Weaker growth outlook adds to fiscal constraints
We expect the economy to stall in 4Q20 vs. the previous +0.9% q/q growth due to weaker external demand, offsetting the domestic improvement suggested by our high frequency index in the first half of the quarter. Mobility restrictions vary across local administrations depending on the infection rate and are overall milder relative to CEE peers. Given the carryover effect of 4Q20 GDP growth into next year, we revised down our 2021 growth forecast to 2.7% y/y from 3.9%, while upgrading our 2022 estimate to 4.5% from 3.7% on larger inflows of EU funds starting 2H21. After the general election on December 6, the focus into year-end should shift to swiftly adopting the 2021 budget bill, a step being closely watched by market participants and rating agencies.

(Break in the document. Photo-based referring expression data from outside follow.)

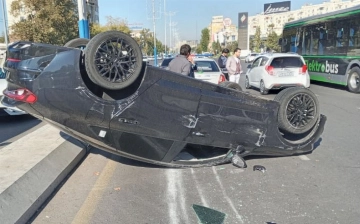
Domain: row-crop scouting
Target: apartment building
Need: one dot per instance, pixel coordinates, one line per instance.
(92, 9)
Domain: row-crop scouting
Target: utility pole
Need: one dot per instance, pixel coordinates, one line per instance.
(83, 22)
(154, 27)
(3, 2)
(170, 14)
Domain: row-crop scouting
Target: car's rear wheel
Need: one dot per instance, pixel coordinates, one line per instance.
(230, 85)
(247, 83)
(113, 60)
(77, 43)
(354, 80)
(263, 90)
(299, 110)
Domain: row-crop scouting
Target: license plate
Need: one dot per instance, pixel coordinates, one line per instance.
(285, 73)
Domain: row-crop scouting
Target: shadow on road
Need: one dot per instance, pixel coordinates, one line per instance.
(11, 126)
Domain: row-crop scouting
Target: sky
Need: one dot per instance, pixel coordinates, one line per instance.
(189, 16)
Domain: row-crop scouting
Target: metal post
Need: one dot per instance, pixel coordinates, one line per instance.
(155, 54)
(165, 24)
(83, 22)
(5, 23)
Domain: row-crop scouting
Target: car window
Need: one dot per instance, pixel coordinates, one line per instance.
(264, 61)
(207, 66)
(287, 62)
(256, 62)
(166, 62)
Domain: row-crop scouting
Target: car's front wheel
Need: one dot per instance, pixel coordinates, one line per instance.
(113, 60)
(298, 111)
(77, 43)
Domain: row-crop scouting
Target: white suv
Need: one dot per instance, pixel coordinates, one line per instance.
(277, 71)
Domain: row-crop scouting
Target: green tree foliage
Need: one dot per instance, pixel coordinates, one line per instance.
(272, 39)
(46, 21)
(205, 39)
(216, 47)
(256, 41)
(111, 24)
(146, 43)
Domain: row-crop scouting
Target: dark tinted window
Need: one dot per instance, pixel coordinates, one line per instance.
(286, 62)
(166, 62)
(207, 66)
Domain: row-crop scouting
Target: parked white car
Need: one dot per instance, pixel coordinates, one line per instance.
(251, 57)
(277, 71)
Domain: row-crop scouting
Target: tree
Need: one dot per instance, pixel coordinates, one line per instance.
(205, 39)
(272, 41)
(46, 21)
(256, 41)
(111, 24)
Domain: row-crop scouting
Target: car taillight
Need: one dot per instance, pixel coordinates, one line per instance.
(221, 78)
(269, 69)
(303, 70)
(23, 95)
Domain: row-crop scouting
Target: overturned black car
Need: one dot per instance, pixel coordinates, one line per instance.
(106, 96)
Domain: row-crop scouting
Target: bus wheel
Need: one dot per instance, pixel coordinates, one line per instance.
(298, 111)
(354, 80)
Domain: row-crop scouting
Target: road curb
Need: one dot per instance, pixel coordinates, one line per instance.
(20, 201)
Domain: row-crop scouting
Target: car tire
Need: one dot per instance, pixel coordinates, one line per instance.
(113, 60)
(247, 83)
(298, 111)
(77, 43)
(263, 90)
(353, 82)
(230, 85)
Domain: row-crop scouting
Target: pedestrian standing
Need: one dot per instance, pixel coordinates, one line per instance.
(233, 66)
(180, 64)
(222, 62)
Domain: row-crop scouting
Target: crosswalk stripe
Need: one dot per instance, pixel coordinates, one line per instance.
(23, 154)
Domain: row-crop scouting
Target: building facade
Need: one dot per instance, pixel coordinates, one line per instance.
(92, 12)
(279, 19)
(218, 31)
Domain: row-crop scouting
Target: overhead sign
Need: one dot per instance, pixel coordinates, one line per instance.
(277, 7)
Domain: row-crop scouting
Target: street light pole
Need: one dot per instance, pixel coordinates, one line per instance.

With almost four years ahead without any scheduled elections, the new government, regardless of its political orientation, is likely to frontload unpopular measures, in order to increase its fiscal room and be able to reap the benefits of early reforms. Both major political parties are targeting, in their electoral programs, a budget deficit within the EDP 3.0% of GDP limit in 2024. This could be perceived as complacency by rating agencies, as the debt-to-GDP ratio is likely to peak in 2023. EU funds and a potentially higher growth multiplier, given the weaker economic backdrop, should help GDP growth average around 4.8% over the 2022-25 period.